4. How long is data stored? 
Unless expressly stated otherwise, KPMG will retain personal information for as long as is necessary to carry out the purposes set out above. This is subject to the statutory retention obligations. KPMG employees are instructed to regularly check the duration of the storage of personal data and, if necessary, to delete it. 

5. What data protection rights do data subjects have? 
Data subjects have the right to information pursuant to Art. 15 EU DS-GVO on the processing of their personal data by KPMG (including the purpose of the processing, any recipients and the expected duration of storage), the right to correction of incorrect data (Art. 16 EU DS-GVO), deletion (Art. 15 EU DS-GVO), and the right to demand the correction of incorrect data (Art. 15 EU DS-GVO). 17 EU DS-GVO), restriction of the processing and transferability of the data submitted (Art. 18, 20 EU DS-GVO) as well as the right to object to their use for marketing purposes and on the basis of processing based on a legitimate interest of KPMG (Art. 21 EU DS-GVO).
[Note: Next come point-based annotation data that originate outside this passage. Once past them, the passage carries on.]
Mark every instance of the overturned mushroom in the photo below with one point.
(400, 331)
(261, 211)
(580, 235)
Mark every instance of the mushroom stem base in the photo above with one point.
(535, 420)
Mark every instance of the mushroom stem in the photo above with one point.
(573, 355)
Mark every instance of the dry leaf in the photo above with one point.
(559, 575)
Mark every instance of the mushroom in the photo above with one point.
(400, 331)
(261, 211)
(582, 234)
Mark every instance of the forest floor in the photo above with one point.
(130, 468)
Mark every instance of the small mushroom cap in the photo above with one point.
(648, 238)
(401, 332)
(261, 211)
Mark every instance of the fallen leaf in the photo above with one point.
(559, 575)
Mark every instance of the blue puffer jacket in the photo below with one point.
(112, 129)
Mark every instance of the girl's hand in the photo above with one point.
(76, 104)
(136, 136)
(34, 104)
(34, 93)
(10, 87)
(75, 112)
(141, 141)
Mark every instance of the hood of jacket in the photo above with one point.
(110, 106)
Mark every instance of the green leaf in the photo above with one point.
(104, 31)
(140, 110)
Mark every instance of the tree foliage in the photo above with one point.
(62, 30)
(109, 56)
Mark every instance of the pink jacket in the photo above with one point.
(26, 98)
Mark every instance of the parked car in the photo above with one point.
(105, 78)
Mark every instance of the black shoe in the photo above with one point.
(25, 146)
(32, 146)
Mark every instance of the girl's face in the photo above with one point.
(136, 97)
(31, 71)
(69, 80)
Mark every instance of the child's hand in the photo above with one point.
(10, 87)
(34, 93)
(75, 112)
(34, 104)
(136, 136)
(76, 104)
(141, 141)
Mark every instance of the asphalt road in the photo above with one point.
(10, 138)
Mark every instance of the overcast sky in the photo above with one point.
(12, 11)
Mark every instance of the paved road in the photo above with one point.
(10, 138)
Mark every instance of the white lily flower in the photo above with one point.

Once consent has been given, it can in principle be revoked vis-à-vis KPMG at any time with effect for the future. In order to safeguard these rights, anyone concerned can contact KPMG's data protection officer (see section 2). There is also a right of appeal to a data protection supervisory authority. Affected parties can address their complaints to the authority of their place of residence, but in principle also to any other data protection supervisory authority.